Ledakan kemarahan bahkan telah menyusup ke kantor-kantor pemerintah setempat, dan seorang pegawai perempuan di kantor wilayah Tokyo menceritakan bagaimana seorang warga lanjut usia menuduhnya berharap dia mati dan malah mengundangnya untuk mati.
“Masyarakat tampaknya berpikir mereka bisa mengatakan apa pun yang mereka inginkan kepada pejabat pemerintah karena mereka membayar pajak,” kata seorang pejabat kepada Asahi. “Saya harap mereka memahami bahwa karyawan juga manusia.”
Kementerian Tenaga Kerja dilaporkan sedang mempertimbangkan untuk lebih memperkuat undang-undang tersebut untuk menangani Kasuhara di berbagai bidang, termasuk transportasi umum, restoran, dan call center.
Majelis Metropolitan Tokyo mengesahkan peraturan tersebut minggu lalu di bawah tekanan dari serikat pekerja dan perwakilan industri yang memperingatkan bahwa momok pelanggan yang tidak puas akan menyebar ke wilayah lain di negara tersebut.

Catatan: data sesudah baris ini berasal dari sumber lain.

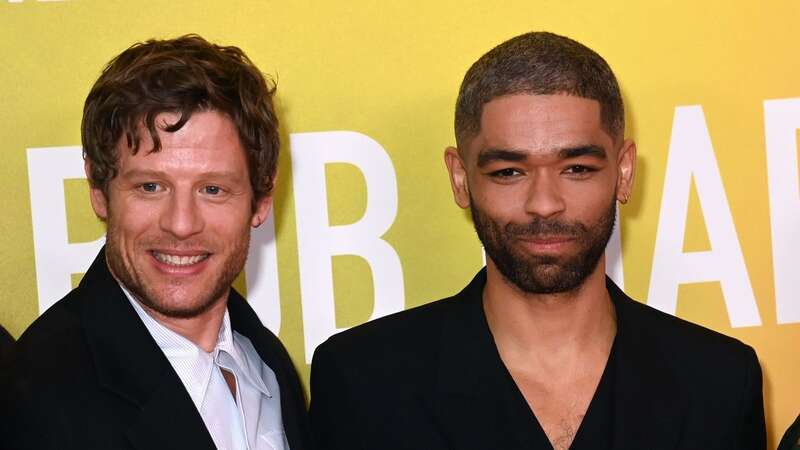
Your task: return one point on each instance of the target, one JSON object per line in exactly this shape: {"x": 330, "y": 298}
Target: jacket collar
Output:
{"x": 473, "y": 385}
{"x": 129, "y": 363}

Tiga prefektur lain juga sedang mempertimbangkan tindakan serupa, dan beberapa pemerintah kota serta perusahaan kini memberikan opsi kepada karyawan untuk hanya menampilkan nama mereka di lencana identitas mereka. Sebuah department store di Tokyo mengumumkan awal tahun ini bahwa mereka akan melarang pelanggan yang tidak diinginkan dan melaporkan kasus-kasus serius kepada polisi, sementara perusahaan lain, termasuk Nintendo, mengatakan mereka tidak akan terlibat dengan individu yang melakukan pelecehan.
Peraturan tersebut menyatakan bahwa “pelecehan pelanggan tidak boleh dilakukan di mana pun” dan bahwa “masyarakat secara keseluruhan harus berupaya mencegah penyalahgunaan,” namun peraturan ini juga mengakui pentingnya masukan yang sah bagi perusahaan.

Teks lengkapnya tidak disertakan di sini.